15 Aralık 2010 Çarşamba

pirinci de mi çiğneyerek yiyorsunuz?

Konuyla en alakasız fotoğraf seçimi dalında pulitzer ödülü almaya çok yakınım. Bağlantıyı şöyle kurdum: pirinç deyince aklıma hemen (toprağa, emeğe, alın terine saygımdan dolayı) çeltik tarlaları gelir. Çeltik tarlaları deyince de sinemamızın nadide örneklerinden biri olduğuna inandığım kurbağalar filmi. İşte film kabaca, dul kalmış kadının taşradaki amansız hayat mücadelesini ve çevresindeki erkeklerin amansız 'dul kadın
fantazisini' anlatıyor. Geceleri kurbağa toplamaya giden
kadının ıslanmış kalçası, yer yer ıslanmış memişleri kasabanın adamlarının aklını alıyor filan...

Başlıktaki soru ise tamamen benim göbeğim ve süleyman semirel gıdısımla alakalı. Kilo almamın sebeplerinden biri yemekleri çiğnemeden yiyor oluşummuş. Her ne kadar 'yav sen mide asidini hafife alıyon, lokma küçükmüş büyükmüş dimez; anasını ağladır o asit' diye lise biyoloji dersinden alıntılar yaptıysam da, haklılık payını da göz ardı etmemeye karar verdim.

Bir süredir lokmaları uzun uzun çiğnemeye gayret gösteriyorum. Öğün başına düşen gayri safi milli zaman kaybım iki katına çıktı. Daha bi faydasını da görmedim ama vardır bi bildikleri...

Akşam pirinç pilavı yerken aklıma düşüverdi: Len bu ufacık şeyleri de mi çiğneyerek yemem gerekiyor? Ne gereği var ki? Her öğün inek gibi hissetmeye başladım. Bildiğin geviş getiriyorum yarım saat. Yarım ekmeğin yarısını tereddütsüz tek ısırıkta yutan bi adamdım ben! Hayatımda mandalinayı dilimlere ayırmaya tenezzül etmemişim. Mandalina zaten küçük, atarsın ağzına, oh mis!

Pirinci de çiğneyerek yiyeceksem bu mide mekanizması ne iş görecek? Onun asidi var ya, demiri eritiyormuş; çeliği sakat bırakıyorm.. Neyse.

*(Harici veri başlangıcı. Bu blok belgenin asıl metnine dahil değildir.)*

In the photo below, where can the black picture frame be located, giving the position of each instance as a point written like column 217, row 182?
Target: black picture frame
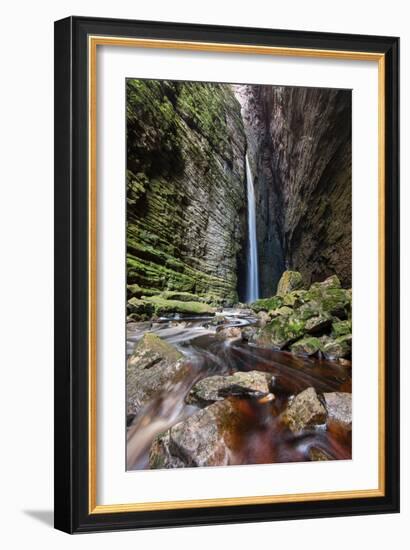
column 72, row 421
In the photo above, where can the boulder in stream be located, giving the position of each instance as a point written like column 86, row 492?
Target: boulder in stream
column 155, row 366
column 304, row 411
column 201, row 440
column 215, row 388
column 339, row 408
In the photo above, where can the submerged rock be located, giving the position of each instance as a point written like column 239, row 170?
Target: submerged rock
column 341, row 328
column 249, row 333
column 290, row 280
column 229, row 333
column 306, row 346
column 339, row 408
column 215, row 388
column 267, row 304
column 281, row 332
column 155, row 367
column 160, row 456
column 305, row 411
column 338, row 348
column 319, row 324
column 316, row 454
column 204, row 438
column 284, row 310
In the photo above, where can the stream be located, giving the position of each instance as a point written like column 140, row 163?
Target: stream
column 262, row 437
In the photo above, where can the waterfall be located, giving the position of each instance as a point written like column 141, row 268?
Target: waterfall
column 252, row 291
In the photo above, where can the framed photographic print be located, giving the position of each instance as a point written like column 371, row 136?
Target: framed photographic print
column 226, row 274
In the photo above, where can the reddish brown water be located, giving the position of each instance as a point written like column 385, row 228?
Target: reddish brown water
column 260, row 437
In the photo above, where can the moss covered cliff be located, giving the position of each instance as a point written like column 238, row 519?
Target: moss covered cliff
column 186, row 211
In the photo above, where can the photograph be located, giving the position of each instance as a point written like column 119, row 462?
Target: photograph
column 238, row 274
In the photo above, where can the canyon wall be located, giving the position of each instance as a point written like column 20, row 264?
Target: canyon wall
column 186, row 200
column 299, row 143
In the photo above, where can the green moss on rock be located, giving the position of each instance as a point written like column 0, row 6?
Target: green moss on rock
column 267, row 304
column 290, row 280
column 306, row 346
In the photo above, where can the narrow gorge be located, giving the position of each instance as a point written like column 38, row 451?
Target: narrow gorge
column 238, row 274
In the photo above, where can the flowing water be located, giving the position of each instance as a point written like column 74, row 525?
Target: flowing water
column 262, row 437
column 253, row 275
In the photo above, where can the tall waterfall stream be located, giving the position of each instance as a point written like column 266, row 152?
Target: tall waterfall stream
column 252, row 292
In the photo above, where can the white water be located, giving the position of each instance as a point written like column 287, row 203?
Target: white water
column 252, row 291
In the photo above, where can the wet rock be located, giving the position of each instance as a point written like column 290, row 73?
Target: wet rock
column 139, row 310
column 339, row 408
column 338, row 348
column 305, row 411
column 204, row 438
column 341, row 328
column 215, row 388
column 150, row 350
column 263, row 318
column 306, row 135
column 160, row 456
column 267, row 304
column 330, row 282
column 229, row 333
column 284, row 310
column 306, row 346
column 186, row 219
column 162, row 307
column 290, row 280
column 316, row 454
column 248, row 333
column 294, row 298
column 155, row 367
column 318, row 325
column 281, row 332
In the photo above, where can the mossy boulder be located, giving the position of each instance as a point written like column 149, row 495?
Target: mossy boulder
column 319, row 324
column 266, row 304
column 139, row 310
column 338, row 348
column 290, row 280
column 330, row 282
column 164, row 307
column 341, row 328
column 304, row 411
column 281, row 332
column 151, row 349
column 155, row 368
column 295, row 298
column 179, row 296
column 284, row 310
column 306, row 346
column 215, row 388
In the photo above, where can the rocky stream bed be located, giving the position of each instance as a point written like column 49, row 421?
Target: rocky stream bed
column 248, row 384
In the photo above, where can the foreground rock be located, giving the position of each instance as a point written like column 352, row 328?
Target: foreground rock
column 305, row 411
column 339, row 408
column 155, row 367
column 201, row 440
column 215, row 388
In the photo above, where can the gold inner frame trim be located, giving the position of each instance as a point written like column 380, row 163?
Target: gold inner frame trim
column 93, row 42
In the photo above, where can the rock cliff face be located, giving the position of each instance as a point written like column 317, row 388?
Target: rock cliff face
column 186, row 211
column 299, row 143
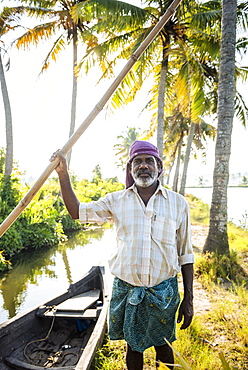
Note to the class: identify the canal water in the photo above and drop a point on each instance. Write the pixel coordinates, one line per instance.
(42, 275)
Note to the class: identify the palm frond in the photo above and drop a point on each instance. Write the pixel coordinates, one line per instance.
(57, 47)
(34, 35)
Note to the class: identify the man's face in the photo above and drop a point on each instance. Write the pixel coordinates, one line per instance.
(144, 169)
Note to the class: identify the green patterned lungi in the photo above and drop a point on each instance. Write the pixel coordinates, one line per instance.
(143, 316)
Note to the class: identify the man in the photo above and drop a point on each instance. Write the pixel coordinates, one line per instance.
(153, 245)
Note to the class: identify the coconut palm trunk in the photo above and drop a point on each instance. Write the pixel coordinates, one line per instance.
(186, 158)
(217, 239)
(176, 175)
(161, 95)
(74, 93)
(8, 121)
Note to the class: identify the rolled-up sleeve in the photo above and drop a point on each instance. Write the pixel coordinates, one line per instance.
(95, 212)
(184, 243)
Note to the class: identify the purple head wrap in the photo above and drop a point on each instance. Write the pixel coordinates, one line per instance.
(141, 147)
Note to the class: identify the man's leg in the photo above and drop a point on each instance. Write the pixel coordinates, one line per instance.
(134, 359)
(164, 354)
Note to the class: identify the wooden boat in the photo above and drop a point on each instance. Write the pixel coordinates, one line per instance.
(63, 333)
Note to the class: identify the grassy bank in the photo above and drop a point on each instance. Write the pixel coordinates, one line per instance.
(218, 337)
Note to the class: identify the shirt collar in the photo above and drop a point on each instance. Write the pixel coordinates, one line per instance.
(160, 188)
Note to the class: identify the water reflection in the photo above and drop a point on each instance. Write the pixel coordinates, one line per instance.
(41, 275)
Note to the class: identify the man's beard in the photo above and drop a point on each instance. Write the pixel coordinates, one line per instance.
(145, 182)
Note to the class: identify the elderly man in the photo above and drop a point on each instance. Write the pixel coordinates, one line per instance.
(153, 246)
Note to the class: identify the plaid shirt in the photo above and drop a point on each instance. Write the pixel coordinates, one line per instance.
(153, 241)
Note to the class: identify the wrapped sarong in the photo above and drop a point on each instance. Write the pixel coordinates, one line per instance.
(143, 316)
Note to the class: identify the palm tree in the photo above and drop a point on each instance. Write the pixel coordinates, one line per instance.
(191, 47)
(69, 29)
(9, 21)
(122, 148)
(126, 35)
(217, 239)
(8, 122)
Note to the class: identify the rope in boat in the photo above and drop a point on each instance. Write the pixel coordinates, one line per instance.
(51, 360)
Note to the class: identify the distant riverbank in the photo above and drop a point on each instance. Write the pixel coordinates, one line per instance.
(237, 201)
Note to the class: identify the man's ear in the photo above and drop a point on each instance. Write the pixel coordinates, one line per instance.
(159, 165)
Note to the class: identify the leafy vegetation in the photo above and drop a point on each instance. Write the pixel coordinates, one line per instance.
(45, 222)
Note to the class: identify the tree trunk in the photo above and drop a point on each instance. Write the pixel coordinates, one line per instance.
(186, 158)
(8, 123)
(176, 175)
(74, 93)
(217, 239)
(161, 94)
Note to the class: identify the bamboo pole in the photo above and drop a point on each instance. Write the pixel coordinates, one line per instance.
(96, 110)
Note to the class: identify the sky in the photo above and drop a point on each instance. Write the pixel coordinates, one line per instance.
(41, 119)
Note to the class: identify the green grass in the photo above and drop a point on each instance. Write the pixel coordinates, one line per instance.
(217, 339)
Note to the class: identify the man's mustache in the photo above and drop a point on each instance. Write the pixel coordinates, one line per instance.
(140, 172)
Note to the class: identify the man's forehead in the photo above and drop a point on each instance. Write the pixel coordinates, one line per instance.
(143, 156)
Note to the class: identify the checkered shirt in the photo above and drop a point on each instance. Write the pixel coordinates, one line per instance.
(153, 241)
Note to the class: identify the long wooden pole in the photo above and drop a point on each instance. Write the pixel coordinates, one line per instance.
(73, 139)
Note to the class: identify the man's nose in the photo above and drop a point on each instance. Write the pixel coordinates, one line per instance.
(143, 165)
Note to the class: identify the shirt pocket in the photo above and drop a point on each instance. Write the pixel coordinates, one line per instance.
(164, 230)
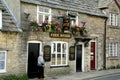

Bu arada, Yaman Okay da ne büyük insandı be!

1 yorum:

benjcev dedi ki...

dinle oğul; dikkatini buraya ver:

bak benim ağzımda 3 diş ha var ha yok. o 3 diş ile de bırak çiğnemeyi, ısırmayı; sadece ekmeği koparıyorum. onu elimle yapsam da oluyor yani. sırf alışkanlıktan böyle. 65 yıllık yaşantımda ne gıdılar tanıdım, zaten yoktular. fakat, sırf kilo almayayım diye ağzını fazladan geviştiriyormuşsun, yapma! yine 58 yıllık yaşantımda şunu anladım ki metabolizma denen şey, ekmeğin çok çiğnenmesiyle alakalı değil. bunun mitokondrisinden tut, hormonuna; oradan bu tarafa gel doymuş yağ oranına en olmadı doymamamış danalığına...

yani, en azından şunu bil ki; yine 73'üme yeni basmışken sana ancak şunu öğütlüyorum; bir lokmayı çok çiğnemyerek ancak gıdını eritirsin. ha süleyman demirel gıdısın olmaz da; küçük bir naim süleymanoğlucuk oluşur kastan. ancak o kadar.